Über den Winter hatte es keine größeren Protestaktionen mehr gegeben – auch aus Angst vor Polizeigewalt. Erst am Donnerstag gingen zum Tag der Freiheit erstmals wieder Hunderte Menschen gegen Lukaschenko auf die Straße. Die Behörden sprachen von mehr als 200 Festnahmen. Ermittelt wurde danach zudem gegen Autofahrer, die aus Solidarität mit den Demonstranten auf der Straße gehupt hatten.

Tichanowskaja warb für Verhandlungen

Nach der weithin als gefälscht geltenden Präsidentenwahl am 9. August hatten Hunderttausende Menschen den Rücktritt Lukaschenkos und Neuwahlen gefordert. Die Polizei ging brutal gegen Demonstranten vor und nahm Zehntausende fest. Der als „letzter Diktator Europas“ kritisierte Staatschef hatte sich nach 26 Jahren an der Macht erneut zum Sieger erklären lassen. Die EU erkennt ihn nicht mehr als Präsidenten an. Er stützt sich auf Russland als Verbündeten.
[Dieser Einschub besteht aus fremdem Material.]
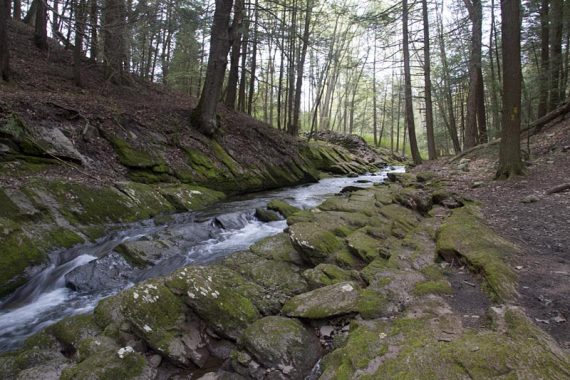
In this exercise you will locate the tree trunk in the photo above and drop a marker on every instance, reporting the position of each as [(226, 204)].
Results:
[(4, 48), (476, 15), (432, 154), (555, 52), (544, 55), (252, 73), (40, 32), (235, 35), (113, 39), (204, 116), (294, 126), (17, 10), (94, 43), (80, 15), (447, 90), (509, 154), (408, 88)]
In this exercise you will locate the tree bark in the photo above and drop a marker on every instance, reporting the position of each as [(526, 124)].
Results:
[(555, 52), (408, 88), (509, 152), (235, 36), (432, 153), (4, 48), (204, 115), (476, 15), (80, 15), (40, 32), (294, 126), (544, 56)]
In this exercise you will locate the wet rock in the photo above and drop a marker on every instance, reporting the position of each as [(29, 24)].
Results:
[(109, 272), (282, 207), (219, 296), (530, 199), (326, 302), (281, 345), (314, 243), (264, 215)]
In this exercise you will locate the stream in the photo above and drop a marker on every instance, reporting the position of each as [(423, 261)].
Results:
[(76, 279)]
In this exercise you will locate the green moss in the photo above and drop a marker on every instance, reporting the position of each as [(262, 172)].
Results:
[(107, 366), (282, 207), (17, 253), (187, 197), (464, 236), (371, 304), (432, 287)]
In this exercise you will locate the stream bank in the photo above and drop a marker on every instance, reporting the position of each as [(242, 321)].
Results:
[(371, 283)]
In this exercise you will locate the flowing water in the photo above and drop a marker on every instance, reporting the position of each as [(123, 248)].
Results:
[(193, 238)]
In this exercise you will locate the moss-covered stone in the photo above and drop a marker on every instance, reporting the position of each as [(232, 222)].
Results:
[(464, 236), (313, 242), (186, 197), (325, 302), (328, 274), (432, 287), (282, 344), (218, 295)]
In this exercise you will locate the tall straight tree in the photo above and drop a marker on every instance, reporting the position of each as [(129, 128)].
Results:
[(204, 115), (509, 154), (294, 126), (544, 56), (408, 87), (114, 35), (556, 11), (476, 15), (40, 32), (432, 154), (4, 50)]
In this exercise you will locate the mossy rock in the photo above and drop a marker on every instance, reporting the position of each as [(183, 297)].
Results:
[(314, 243), (440, 287), (363, 245), (328, 274), (282, 344), (159, 317), (282, 207), (146, 197), (325, 302), (466, 237), (280, 277), (187, 197), (277, 247), (417, 348), (109, 366), (219, 296)]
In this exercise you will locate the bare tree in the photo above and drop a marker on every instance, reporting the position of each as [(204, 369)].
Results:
[(204, 115), (510, 156), (408, 87)]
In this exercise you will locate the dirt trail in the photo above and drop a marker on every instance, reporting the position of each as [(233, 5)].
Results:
[(520, 210)]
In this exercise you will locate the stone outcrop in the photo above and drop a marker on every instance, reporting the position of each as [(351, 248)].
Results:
[(362, 282)]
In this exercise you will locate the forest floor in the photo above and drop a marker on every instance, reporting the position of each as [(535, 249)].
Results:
[(521, 210)]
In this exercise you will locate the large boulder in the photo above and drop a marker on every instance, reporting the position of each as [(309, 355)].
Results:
[(282, 346), (326, 302)]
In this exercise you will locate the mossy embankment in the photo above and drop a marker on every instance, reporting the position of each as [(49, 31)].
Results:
[(68, 174), (361, 282)]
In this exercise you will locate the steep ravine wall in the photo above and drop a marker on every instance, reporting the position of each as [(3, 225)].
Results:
[(65, 182), (363, 282)]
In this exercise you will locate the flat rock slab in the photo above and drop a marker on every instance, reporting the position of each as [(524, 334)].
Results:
[(326, 302)]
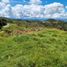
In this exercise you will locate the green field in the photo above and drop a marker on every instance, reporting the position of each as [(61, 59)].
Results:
[(33, 43), (45, 48)]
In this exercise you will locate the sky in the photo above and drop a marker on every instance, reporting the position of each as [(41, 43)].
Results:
[(20, 9)]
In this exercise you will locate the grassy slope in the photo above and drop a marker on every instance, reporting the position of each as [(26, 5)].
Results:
[(46, 48)]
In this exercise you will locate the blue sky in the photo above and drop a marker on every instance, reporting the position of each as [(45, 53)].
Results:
[(14, 2), (33, 9)]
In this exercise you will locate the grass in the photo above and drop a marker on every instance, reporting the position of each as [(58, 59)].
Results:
[(46, 48)]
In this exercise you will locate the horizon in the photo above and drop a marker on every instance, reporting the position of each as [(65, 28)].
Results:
[(26, 9)]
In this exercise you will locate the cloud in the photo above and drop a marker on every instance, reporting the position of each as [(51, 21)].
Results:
[(33, 10), (35, 2)]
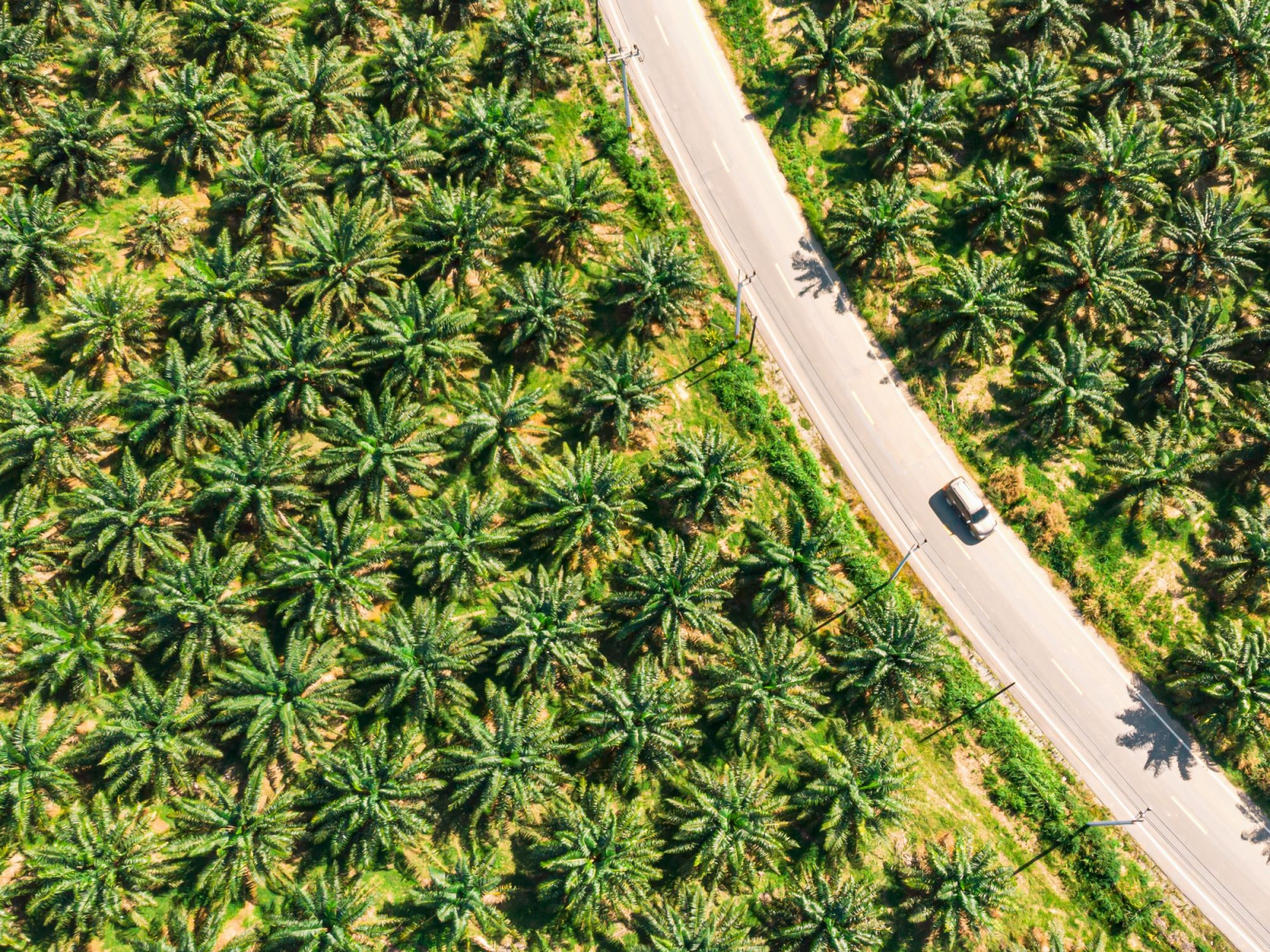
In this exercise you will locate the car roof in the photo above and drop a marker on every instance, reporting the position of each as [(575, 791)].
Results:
[(965, 495)]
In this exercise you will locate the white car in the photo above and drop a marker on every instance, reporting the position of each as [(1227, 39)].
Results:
[(971, 508)]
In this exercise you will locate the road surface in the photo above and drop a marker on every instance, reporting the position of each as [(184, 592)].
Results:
[(1204, 835)]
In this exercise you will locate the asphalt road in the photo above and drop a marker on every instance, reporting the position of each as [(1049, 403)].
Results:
[(1202, 831)]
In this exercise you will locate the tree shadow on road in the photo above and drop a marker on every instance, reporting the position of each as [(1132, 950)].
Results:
[(816, 274), (1149, 733)]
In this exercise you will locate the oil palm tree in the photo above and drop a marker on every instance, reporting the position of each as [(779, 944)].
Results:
[(831, 913), (1223, 135), (46, 433), (417, 659), (171, 409), (1241, 555), (233, 842), (457, 541), (616, 389), (330, 573), (124, 42), (505, 765), (495, 133), (351, 21), (1153, 469), (234, 36), (125, 522), (793, 559), (256, 478), (1070, 389), (340, 254), (911, 125), (760, 689), (728, 824), (1145, 65), (638, 723), (107, 325), (101, 865), (1226, 683), (941, 35), (73, 643), (1030, 99), (831, 50), (889, 658), (25, 543), (975, 305), (374, 452), (279, 708), (149, 739), (1187, 353), (22, 54), (181, 932), (74, 150), (541, 309), (194, 609), (1249, 416), (196, 117), (296, 367), (1099, 273), (417, 67), (158, 228), (460, 228), (1054, 25), (1237, 35), (371, 797), (311, 92), (583, 501), (854, 786), (33, 774), (37, 244), (691, 918), (497, 423), (702, 475), (329, 914), (381, 159), (535, 44), (1216, 241), (215, 300), (544, 630), (417, 340), (600, 860), (1117, 164), (567, 202), (672, 597), (266, 183), (456, 903), (876, 226), (657, 282), (956, 888), (1003, 203)]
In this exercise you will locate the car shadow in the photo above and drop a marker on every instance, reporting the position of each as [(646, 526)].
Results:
[(952, 520), (1147, 733)]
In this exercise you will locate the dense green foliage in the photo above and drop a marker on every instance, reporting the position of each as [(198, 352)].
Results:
[(1064, 205), (366, 585)]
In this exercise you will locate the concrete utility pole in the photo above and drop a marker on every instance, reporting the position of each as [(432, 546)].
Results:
[(742, 282), (1083, 828), (624, 57), (873, 592)]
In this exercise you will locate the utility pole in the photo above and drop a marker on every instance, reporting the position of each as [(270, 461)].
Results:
[(624, 57), (873, 592), (742, 282), (1083, 828)]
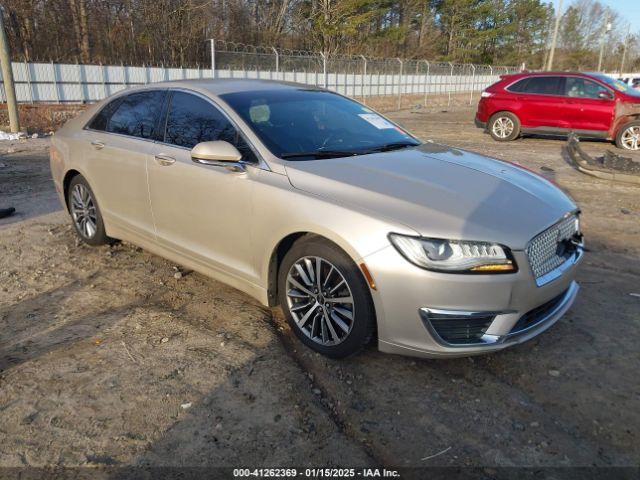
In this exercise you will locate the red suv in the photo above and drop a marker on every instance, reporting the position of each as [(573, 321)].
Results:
[(590, 105)]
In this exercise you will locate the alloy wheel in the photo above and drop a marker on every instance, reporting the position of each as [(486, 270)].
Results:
[(630, 138), (320, 300), (503, 127), (83, 211)]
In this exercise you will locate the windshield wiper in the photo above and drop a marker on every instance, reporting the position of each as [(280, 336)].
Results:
[(321, 154), (393, 146)]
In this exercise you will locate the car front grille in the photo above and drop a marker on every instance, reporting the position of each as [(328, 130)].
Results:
[(547, 251), (458, 329)]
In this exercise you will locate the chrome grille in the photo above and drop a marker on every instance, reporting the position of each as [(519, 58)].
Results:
[(542, 251)]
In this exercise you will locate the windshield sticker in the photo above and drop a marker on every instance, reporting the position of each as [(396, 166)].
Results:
[(376, 120)]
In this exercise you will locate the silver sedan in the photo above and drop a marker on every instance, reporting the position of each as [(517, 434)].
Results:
[(308, 200)]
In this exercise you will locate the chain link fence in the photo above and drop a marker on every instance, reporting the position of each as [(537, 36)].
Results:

Die Bürgerrechtlerin Swetlana Tichanowskaja, die von der Opposition als wahre Siegerin der Präsidentenwahl angesehen wird, warb erneut für Verhandlungen mit der autoritären Führung unter internationaler Vermittlung. So könne ein „friedlicher Ausweg aus der Krise in Belarus“ gefunden werden, schrieb sie bei Telegram. Mehr als 750.000 Menschen hätten bereits auf einer eigens eingerichteten Onlineplattform für den Beginn solcher Verhandlungen gestimmt.